Tuesday, January 7, 2014

Making HTTP content compression work in netty 4

Netty is really a great framework providing all the things needed to build a high performance HTTP server. The nice thing is, that nearly everything comes out of the box and has just to be put together in the right way. And content compression (gzip or deflate) is no exception. However, when it comes to compressing static content I stumbled quite a few times before everything worked as expected:





Update: First of all, widely used tools like wget use HTTP 1.0 and not HTTP 1.1 - therefore we cannot always deliver a chunked response (we have to live with disabling compression then). Also note that the netty guys had pretty much the same idea now: HttpChunkedInput - The problem with HTTP 1.0 or non compressable responses (see SmartContentCompressor below) however remains...

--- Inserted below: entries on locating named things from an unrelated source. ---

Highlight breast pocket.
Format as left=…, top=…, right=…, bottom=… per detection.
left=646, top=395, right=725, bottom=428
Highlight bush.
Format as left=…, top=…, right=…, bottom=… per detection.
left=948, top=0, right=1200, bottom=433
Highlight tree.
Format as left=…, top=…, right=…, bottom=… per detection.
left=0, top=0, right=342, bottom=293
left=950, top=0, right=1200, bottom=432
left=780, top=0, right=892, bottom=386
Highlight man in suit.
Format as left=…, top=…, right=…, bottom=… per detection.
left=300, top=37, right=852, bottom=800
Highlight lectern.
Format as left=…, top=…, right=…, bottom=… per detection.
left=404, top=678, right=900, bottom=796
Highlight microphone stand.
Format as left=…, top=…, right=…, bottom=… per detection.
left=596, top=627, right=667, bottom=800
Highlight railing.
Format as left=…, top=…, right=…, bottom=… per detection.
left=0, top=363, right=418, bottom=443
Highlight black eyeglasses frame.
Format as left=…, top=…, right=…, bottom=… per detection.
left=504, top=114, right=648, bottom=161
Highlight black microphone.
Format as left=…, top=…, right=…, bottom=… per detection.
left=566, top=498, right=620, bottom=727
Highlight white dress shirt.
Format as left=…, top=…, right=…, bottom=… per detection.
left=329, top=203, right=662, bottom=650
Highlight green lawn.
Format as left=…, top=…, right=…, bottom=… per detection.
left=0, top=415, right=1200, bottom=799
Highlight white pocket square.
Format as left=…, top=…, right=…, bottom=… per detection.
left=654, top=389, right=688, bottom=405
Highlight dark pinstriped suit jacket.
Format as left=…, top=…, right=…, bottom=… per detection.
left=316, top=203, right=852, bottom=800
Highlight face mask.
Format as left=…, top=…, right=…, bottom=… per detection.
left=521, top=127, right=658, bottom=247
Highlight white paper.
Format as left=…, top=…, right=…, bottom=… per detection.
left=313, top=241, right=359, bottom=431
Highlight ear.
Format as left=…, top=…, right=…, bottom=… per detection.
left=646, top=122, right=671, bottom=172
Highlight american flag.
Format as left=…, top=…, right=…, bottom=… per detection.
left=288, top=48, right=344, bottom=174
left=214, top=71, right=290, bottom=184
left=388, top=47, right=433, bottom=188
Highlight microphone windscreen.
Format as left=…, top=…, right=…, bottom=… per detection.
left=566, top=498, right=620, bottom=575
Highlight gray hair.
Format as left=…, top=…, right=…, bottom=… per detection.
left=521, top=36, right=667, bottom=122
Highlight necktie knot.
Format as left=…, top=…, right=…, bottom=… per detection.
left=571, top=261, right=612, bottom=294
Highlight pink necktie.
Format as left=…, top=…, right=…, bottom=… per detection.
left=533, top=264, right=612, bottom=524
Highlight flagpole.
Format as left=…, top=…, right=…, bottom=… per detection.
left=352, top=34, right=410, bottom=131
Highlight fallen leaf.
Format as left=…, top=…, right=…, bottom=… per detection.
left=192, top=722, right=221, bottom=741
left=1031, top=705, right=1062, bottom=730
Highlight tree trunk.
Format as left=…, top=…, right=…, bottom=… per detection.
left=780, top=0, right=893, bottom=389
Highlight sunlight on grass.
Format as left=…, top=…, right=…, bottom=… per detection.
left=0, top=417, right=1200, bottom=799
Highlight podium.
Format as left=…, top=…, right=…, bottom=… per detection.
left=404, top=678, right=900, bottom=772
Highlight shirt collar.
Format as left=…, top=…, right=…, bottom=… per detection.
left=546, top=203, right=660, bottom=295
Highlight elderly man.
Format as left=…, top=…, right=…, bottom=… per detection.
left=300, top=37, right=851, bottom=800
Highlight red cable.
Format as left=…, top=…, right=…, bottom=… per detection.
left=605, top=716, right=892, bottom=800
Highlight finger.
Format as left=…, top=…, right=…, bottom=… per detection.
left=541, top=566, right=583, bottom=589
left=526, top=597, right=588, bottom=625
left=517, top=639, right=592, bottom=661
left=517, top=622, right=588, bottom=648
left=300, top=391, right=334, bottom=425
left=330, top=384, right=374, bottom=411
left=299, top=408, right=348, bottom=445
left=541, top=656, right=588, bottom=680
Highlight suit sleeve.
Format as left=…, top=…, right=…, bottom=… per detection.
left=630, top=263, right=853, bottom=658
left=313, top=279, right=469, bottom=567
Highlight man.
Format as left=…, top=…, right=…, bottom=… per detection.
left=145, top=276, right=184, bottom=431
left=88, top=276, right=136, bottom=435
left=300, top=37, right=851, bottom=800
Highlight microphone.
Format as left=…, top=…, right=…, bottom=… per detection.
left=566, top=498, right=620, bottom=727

Based on the http/file example provided by netty I used to following approach to serve static files (same as used in netty 3.6.6):

RandomAccessFile raf = new RandomAccessFile(file, "r");
HttpResponse response = new DefaultHttpResponse(HTTP_1_1, OK); 
ctx.write(response);

if (useSendFile) {
    ctx.write(new DefaultFileRegion(raf.getChannel(), 0, fileLength));
} else {
    ctx.write(new ChunkedFile(raf, 0, fileLength, 8192));
}
However, as soon as I added a HttpContentCompressor to the pipeline, Firefox failed with a message like "invalid content encoding".
As it turns out, the HttpContentCompressor expects HttpContent objects as input chunks to be compressed. However, the ChunkedWriteHandler directly sent ByteBufs to the downstream. Also sending a FileRegion (useSendFile=true) left the content compressor unimpressed.
In order to overcome this problem I create a class named ChunkedInputAdapter which takes a ChunkedInput<ByteBuf> and represents ChunkedInput<HttpContent>. However, two things still weren't satisfying: First, FileRegions and the zero-copy capbility still couldn't be used and second, already compressed files like JPEGs will be compressed again. Therefore I sublassed HttpContentCompressor with a class called SmartContentCompressor. This class check if either a header "Content-Encoding: Identity" or a specific content-type or a content-length less than 1 kB is present. In there cases the content compression is bypassed.

Using this combination permits to use both, content compression when it is useful and the zero copy capability if the file is already compressed.
All the sources mentioned above are open sourced under the MIT license and part of the SIRIUS framework.